Representantes no Brasil
As plataformas digitais com atuação no Brasil deverão constituir representante legal no Brasil, com identificação e informações de contato facilmente acessíveis em seus sites. Esse representante, que deve ser necessariamente uma pessoa jurídica, deverá ter plenos poderes para:
(a) responder perante as esferas administrativa e judicial;
(b) prestar informações às autoridades competentes sobre o funcionamento da plataforma, suas regras de moderação de conteúdo, gestão de reclamações, relatórios de transparência, riscos sistêmicos, perfilamento de usuários, publicidade e impulsionamento de conteúdos;
(c) cumprir determinações judiciais;
(d) responder por penalizações, multas e demais consequências financeiras decorrentes do descumprimento de obrigações legais e judiciais.
Marketplace
Os provedores de aplicações de internet que operam como marketplaces estão sujeitos à responsabilização civil com base nas normas do Código de Defesa do Consumidor.
À espera de uma legislação
A tese fixada pelo STF terá validade até que o Congresso elabore uma lei que regule o tema. Cabe lembrar que o PL 2630/2020, conhecido como “PL das Fake News”, que teve origem no Senado Federal, tratava também da regulação de conteúdos de plataformas digitais, porém o PL foi arquivado pelo presidente da Câmara dos Deputados, em 9 de abril de 2024.
A Corte incluiu um apelo expresso ao Congresso Nacional no teor da tese, destacando a necessidade de elaboração de uma legislação capaz de sanar as deficiências do atual regime quanto à proteção de direitos fundamentais.
.O STF foi claro ao mencionar que “enquanto não sobrevier nova legislação, o art. 19 do MCI deve ser interpretado de forma que os provedores de aplicação de internet estão sujeitos à responsabilização civil”.
Eleições
A tese fixada estabelece uma ressalva quanto ao contexto eleitoral, de modo que suas disposições não se aplicam integralmente durante o período eleitoral. O STF destacou a prevalência da legislação eleitoral e dos atos normativos do Tribunal Superior Eleitoral (TSE).
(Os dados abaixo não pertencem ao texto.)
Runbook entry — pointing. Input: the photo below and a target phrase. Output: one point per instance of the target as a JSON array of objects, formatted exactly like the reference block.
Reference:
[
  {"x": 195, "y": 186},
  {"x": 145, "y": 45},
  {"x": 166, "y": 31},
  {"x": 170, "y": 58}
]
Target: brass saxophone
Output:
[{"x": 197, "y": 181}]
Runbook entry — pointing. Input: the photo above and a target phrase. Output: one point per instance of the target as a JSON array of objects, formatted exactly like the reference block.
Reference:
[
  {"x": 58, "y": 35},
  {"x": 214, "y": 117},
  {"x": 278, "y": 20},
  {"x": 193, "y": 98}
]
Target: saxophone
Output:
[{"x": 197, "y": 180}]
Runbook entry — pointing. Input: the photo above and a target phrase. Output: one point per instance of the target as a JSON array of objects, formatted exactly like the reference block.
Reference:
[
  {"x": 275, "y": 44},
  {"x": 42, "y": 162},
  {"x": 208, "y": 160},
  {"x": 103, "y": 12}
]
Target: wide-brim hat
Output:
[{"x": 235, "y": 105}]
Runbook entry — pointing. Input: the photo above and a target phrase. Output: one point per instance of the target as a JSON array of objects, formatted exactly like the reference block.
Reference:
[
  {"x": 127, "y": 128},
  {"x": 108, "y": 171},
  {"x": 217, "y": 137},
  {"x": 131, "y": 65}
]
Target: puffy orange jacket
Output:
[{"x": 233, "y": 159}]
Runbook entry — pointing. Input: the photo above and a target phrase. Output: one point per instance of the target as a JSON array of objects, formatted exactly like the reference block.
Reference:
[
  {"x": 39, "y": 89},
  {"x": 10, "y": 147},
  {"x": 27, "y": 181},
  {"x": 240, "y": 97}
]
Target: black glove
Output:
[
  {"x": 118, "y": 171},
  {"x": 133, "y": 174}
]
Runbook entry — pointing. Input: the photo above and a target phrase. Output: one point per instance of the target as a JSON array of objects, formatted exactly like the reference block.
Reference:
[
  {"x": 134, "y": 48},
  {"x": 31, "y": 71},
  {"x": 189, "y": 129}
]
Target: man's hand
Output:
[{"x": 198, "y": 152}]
Dúvidas e perspectivas de judicialização
A tese fixada pelo STF têm lacunas e podem gerar dúvidas sobre sua aplicação, inclusive quanto à responsabilidade pela fiscalização das plataformas digitais.
Há o risco de aumento da judicialização, já que usuários, entes privados e o próprio Poder Público talvez precisem recorrer com maior frequência ao Poder Judiciário para resolver conflitos relacionados à moderação de conteúdo, responsabilização civil e cumprimento de deveres legais pelas plataformas digitais.
Referências
1 – O julgamento ocorreu no âmbito de dois recursos extraordinários com repercussão geral reconhecida: RE 1.037.396 (Tema 987) e RE 1.057.258 (Tema 533).
Este artigo foi preparado com propósito meramente informativo; não pode ser tratado como aconselhamento legal e as informações nele contidas não devem ser seguidas sem orientação profissional.